Qualcomm’s latest chip is designed for devices that don’t actually exist… yet. © Qualcomm
Kehrli said that Qualcomm isn’t envisioning one singular use case for this AI-ready wearables chip. The next device may come in a form factor nobody had in mind. “What might make sense for you may not make sense for me,” he said. In the end, we may find ourselves inundated with devices with very specific use cases. Some companies are not getting that memo.

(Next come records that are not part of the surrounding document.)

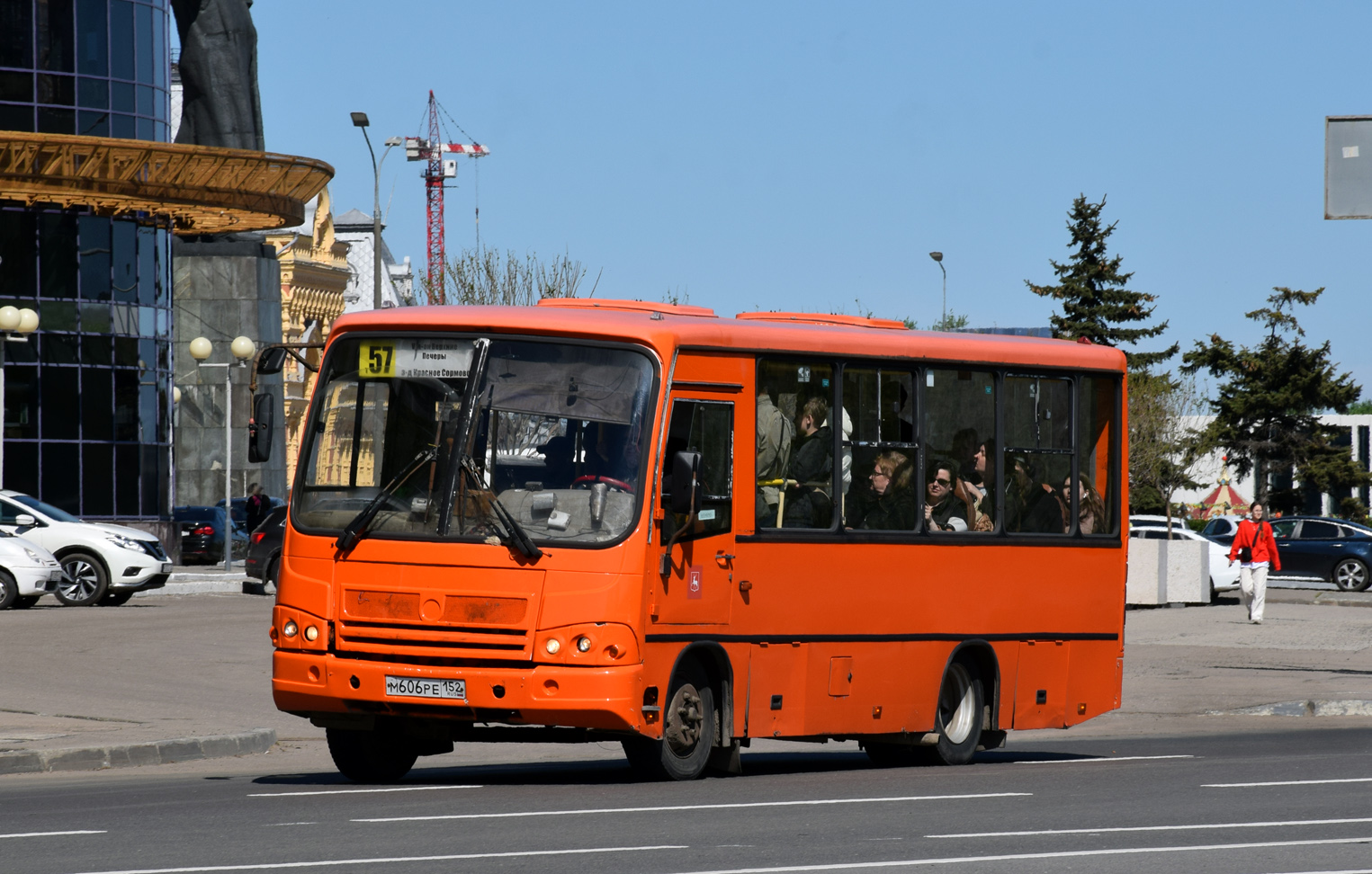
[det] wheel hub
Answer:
[663,683,705,754]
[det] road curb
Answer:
[0,728,276,774]
[1206,701,1372,717]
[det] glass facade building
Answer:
[0,0,172,522]
[0,0,172,143]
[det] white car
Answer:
[0,490,172,606]
[0,531,62,611]
[1129,516,1239,600]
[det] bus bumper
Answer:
[272,649,661,734]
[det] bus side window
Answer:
[1004,375,1073,534]
[661,399,734,543]
[839,366,919,531]
[919,369,998,532]
[756,361,834,530]
[1077,376,1119,535]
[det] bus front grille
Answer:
[335,589,534,660]
[335,619,533,660]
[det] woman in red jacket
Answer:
[1229,504,1281,626]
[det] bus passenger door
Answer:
[653,391,734,624]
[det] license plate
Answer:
[386,676,467,701]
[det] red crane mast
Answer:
[405,89,491,305]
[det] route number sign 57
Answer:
[357,342,395,379]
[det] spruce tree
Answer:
[1181,288,1369,517]
[1025,195,1179,370]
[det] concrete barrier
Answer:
[1125,538,1210,605]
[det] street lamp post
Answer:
[191,336,256,572]
[0,306,39,486]
[351,112,403,310]
[928,253,948,331]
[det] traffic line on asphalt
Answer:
[248,786,481,798]
[1200,777,1372,789]
[353,791,1033,822]
[641,835,1372,874]
[925,816,1372,837]
[1016,756,1195,764]
[63,843,690,874]
[248,785,481,798]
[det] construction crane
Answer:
[405,89,491,305]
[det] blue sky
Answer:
[253,0,1372,388]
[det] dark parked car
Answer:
[243,506,285,594]
[214,496,285,534]
[172,506,248,564]
[1202,516,1372,592]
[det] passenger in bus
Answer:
[782,398,834,528]
[756,386,796,528]
[857,450,915,531]
[952,428,996,531]
[1062,473,1106,534]
[925,459,967,531]
[1006,456,1064,534]
[538,433,577,488]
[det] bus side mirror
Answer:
[258,346,285,376]
[671,453,705,516]
[248,391,276,464]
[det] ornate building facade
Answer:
[266,188,353,483]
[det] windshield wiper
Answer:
[462,456,543,561]
[334,446,437,554]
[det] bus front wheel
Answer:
[324,728,418,783]
[623,667,715,780]
[935,661,985,764]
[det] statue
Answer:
[172,0,265,151]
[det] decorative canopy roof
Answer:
[1200,464,1249,519]
[0,130,334,235]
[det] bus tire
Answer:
[324,728,418,783]
[623,664,715,780]
[935,658,985,764]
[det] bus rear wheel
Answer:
[623,667,715,780]
[324,728,420,783]
[933,660,985,764]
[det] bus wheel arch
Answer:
[933,641,1000,764]
[623,641,732,780]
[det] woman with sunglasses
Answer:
[925,461,967,531]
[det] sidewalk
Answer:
[0,581,1372,774]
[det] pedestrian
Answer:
[247,483,272,534]
[1229,502,1281,626]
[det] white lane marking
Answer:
[925,816,1372,837]
[64,843,690,874]
[1016,756,1195,764]
[248,786,480,798]
[353,791,1033,822]
[639,835,1372,874]
[1200,777,1372,789]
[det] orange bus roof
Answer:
[329,299,1125,372]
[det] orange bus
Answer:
[272,299,1128,782]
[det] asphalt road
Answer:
[0,720,1372,874]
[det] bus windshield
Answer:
[291,336,654,545]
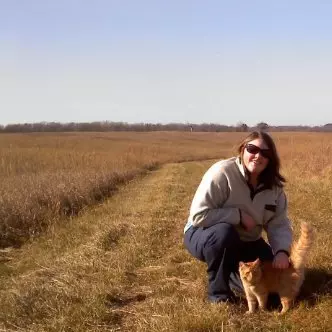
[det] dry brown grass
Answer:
[0,134,332,332]
[0,132,240,247]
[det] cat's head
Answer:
[239,258,262,283]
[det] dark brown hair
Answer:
[238,131,286,188]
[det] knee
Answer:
[205,223,239,251]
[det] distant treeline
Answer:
[0,121,332,133]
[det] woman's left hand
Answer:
[272,252,289,269]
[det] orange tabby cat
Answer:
[239,223,313,314]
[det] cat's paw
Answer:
[245,310,255,315]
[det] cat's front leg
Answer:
[280,297,293,315]
[257,292,269,311]
[246,289,256,314]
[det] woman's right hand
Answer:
[241,210,256,232]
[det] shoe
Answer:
[208,295,239,304]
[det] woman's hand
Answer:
[241,210,256,232]
[272,251,289,269]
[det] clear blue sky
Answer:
[0,0,332,125]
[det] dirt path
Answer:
[0,160,332,332]
[0,161,211,331]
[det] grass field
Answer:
[0,133,332,332]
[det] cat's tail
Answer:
[290,222,313,270]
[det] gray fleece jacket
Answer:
[184,157,292,254]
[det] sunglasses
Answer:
[246,144,272,159]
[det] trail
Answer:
[0,160,332,332]
[0,161,211,331]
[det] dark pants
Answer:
[184,223,273,302]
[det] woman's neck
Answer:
[249,173,258,188]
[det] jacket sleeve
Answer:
[190,167,241,227]
[264,190,293,254]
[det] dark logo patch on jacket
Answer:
[265,204,277,212]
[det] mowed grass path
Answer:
[0,161,332,332]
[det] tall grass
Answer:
[0,132,241,247]
[0,133,332,332]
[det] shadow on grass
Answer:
[298,269,332,306]
[260,269,332,311]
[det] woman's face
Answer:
[243,138,269,175]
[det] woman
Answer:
[184,132,292,302]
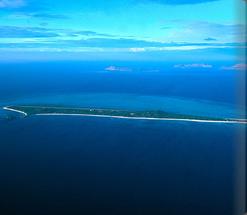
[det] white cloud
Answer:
[105,66,132,72]
[221,63,247,70]
[0,0,26,8]
[174,63,213,69]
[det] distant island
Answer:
[3,105,247,124]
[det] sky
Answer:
[0,0,246,64]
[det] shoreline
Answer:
[3,107,247,124]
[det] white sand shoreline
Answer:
[35,113,247,124]
[3,107,247,124]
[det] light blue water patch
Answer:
[1,93,244,118]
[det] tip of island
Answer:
[3,105,247,124]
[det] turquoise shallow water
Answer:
[0,93,244,118]
[0,62,244,215]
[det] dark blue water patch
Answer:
[0,116,238,215]
[0,62,240,104]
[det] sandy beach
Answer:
[3,107,247,124]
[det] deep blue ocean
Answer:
[0,62,244,215]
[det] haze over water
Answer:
[0,62,242,215]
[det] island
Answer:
[3,105,247,124]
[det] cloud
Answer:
[221,63,247,71]
[174,63,213,69]
[105,66,132,72]
[160,20,246,43]
[204,37,217,42]
[27,13,69,19]
[0,0,26,8]
[0,26,59,38]
[137,0,217,5]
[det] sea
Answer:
[0,61,245,215]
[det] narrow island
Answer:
[3,105,247,124]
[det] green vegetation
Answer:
[6,106,246,122]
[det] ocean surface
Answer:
[0,62,245,215]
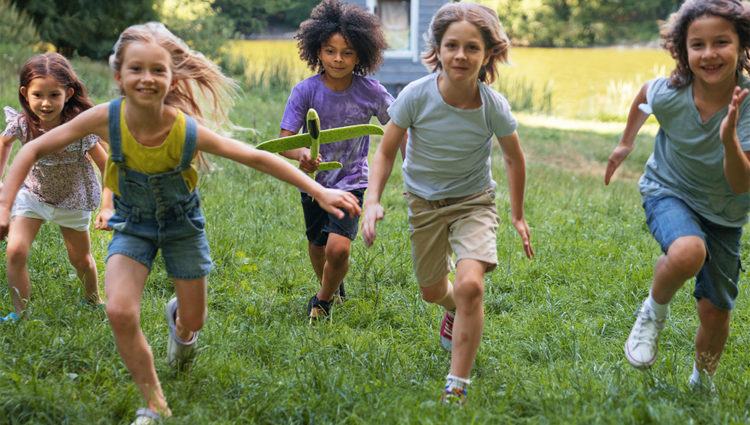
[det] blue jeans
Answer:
[643,196,742,310]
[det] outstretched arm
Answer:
[360,120,406,248]
[0,136,16,188]
[497,131,534,258]
[719,87,750,194]
[197,126,362,218]
[604,83,649,184]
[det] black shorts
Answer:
[301,189,365,246]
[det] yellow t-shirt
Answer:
[104,99,198,196]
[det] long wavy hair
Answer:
[18,53,94,140]
[661,0,750,89]
[294,0,388,75]
[422,3,510,84]
[109,22,237,127]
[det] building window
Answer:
[367,0,419,61]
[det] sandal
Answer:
[130,407,159,425]
[307,294,333,323]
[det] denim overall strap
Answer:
[109,97,125,164]
[175,113,198,171]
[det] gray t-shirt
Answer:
[281,74,393,191]
[638,76,750,227]
[388,73,518,200]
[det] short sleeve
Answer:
[281,80,310,133]
[2,106,26,140]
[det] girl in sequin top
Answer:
[0,53,106,318]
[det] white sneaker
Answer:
[625,301,667,369]
[164,297,198,368]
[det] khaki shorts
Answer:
[406,189,499,286]
[11,189,91,232]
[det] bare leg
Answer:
[651,236,706,304]
[60,227,102,305]
[6,216,44,315]
[451,260,487,379]
[695,298,730,375]
[104,254,172,417]
[317,233,352,301]
[174,276,206,342]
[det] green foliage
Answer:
[212,0,320,34]
[160,0,234,61]
[11,0,157,59]
[482,0,681,47]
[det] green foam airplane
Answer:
[256,108,383,178]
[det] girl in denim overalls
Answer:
[0,23,361,424]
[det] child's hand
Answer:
[360,203,385,248]
[604,143,633,185]
[94,208,115,230]
[719,86,748,145]
[0,208,10,240]
[298,149,323,173]
[511,218,534,258]
[315,189,362,218]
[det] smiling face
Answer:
[318,33,359,88]
[115,42,172,105]
[21,77,73,130]
[437,21,489,84]
[686,15,740,86]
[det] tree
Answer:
[11,0,159,59]
[212,0,320,34]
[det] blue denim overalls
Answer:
[108,99,212,279]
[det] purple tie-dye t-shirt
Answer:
[281,74,393,191]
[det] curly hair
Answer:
[422,3,510,84]
[294,0,388,76]
[661,0,750,89]
[109,22,237,126]
[18,53,94,139]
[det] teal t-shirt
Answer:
[638,75,750,227]
[388,73,518,200]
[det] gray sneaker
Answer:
[625,301,666,370]
[164,297,198,369]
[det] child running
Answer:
[604,0,750,391]
[281,0,393,320]
[0,23,361,424]
[0,53,106,319]
[362,3,534,405]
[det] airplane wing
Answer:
[256,124,383,152]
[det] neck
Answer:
[438,73,482,109]
[320,72,354,91]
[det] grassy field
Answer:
[0,58,750,425]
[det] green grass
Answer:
[0,60,750,425]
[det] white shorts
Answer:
[11,189,91,232]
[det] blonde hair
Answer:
[422,3,510,84]
[109,22,237,127]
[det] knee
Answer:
[698,299,731,329]
[667,237,706,277]
[453,279,484,304]
[326,244,351,264]
[5,244,29,266]
[106,300,140,332]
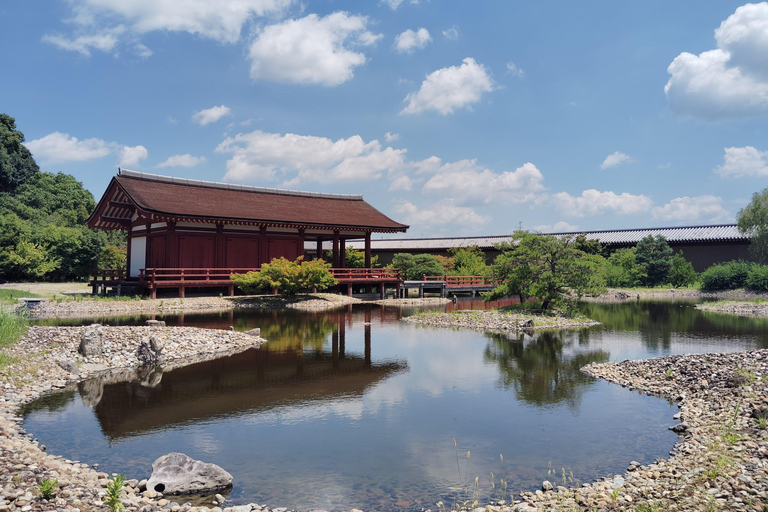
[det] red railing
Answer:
[139,268,259,284]
[423,276,499,288]
[329,268,400,283]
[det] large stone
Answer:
[78,324,104,357]
[147,452,232,494]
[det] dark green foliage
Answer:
[701,260,752,290]
[389,253,443,281]
[602,247,645,288]
[745,265,768,292]
[636,235,672,286]
[231,258,338,295]
[0,172,108,281]
[737,188,768,263]
[486,231,605,310]
[668,251,699,288]
[448,245,491,276]
[0,114,40,192]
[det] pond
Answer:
[24,300,768,511]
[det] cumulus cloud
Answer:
[43,25,126,57]
[443,25,459,41]
[664,2,768,120]
[395,199,491,233]
[192,105,231,126]
[400,57,493,115]
[600,151,635,169]
[420,157,544,203]
[248,12,382,86]
[552,189,653,217]
[118,146,149,167]
[24,132,149,166]
[651,195,732,222]
[531,221,579,233]
[25,132,113,164]
[216,130,405,185]
[715,146,768,178]
[158,153,205,167]
[395,28,432,53]
[44,0,293,57]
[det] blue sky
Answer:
[0,0,768,237]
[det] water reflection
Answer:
[485,330,609,410]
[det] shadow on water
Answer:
[24,300,768,511]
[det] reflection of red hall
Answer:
[87,169,408,294]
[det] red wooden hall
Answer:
[87,169,408,296]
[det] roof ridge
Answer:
[117,167,363,201]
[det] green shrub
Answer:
[701,260,752,290]
[744,265,768,292]
[231,258,338,295]
[668,251,699,288]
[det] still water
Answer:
[24,300,768,511]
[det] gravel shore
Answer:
[0,299,768,512]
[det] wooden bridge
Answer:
[89,268,498,299]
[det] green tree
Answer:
[602,247,645,288]
[636,235,673,286]
[669,251,699,288]
[736,188,768,263]
[448,245,489,276]
[231,258,338,295]
[485,231,605,311]
[0,114,40,192]
[388,252,444,281]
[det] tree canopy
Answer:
[737,188,768,263]
[486,231,604,311]
[0,114,40,192]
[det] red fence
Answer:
[424,276,499,288]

We still don’t know what the hell OpenAI and famed designer Jony Ive are cooking up. However, recent leaks from The Information suggest it may be more akin to a smart speaker with built-in cameras to help it process information. Similarly, Bloomberg claims Apple is working on its own AI pendant that’s equivalent to the Humane Ai Pin, just with an AI-enhanced Siri built in. It’s hard to judge tech merely by a description. These devices aren’t the kind to immediately spark joy, whether in a Marie Kondo sense or as a gadget nerd. Not having a clear use case from the start makes it much less likely regular users are going to be willing to stick a camera around their necks.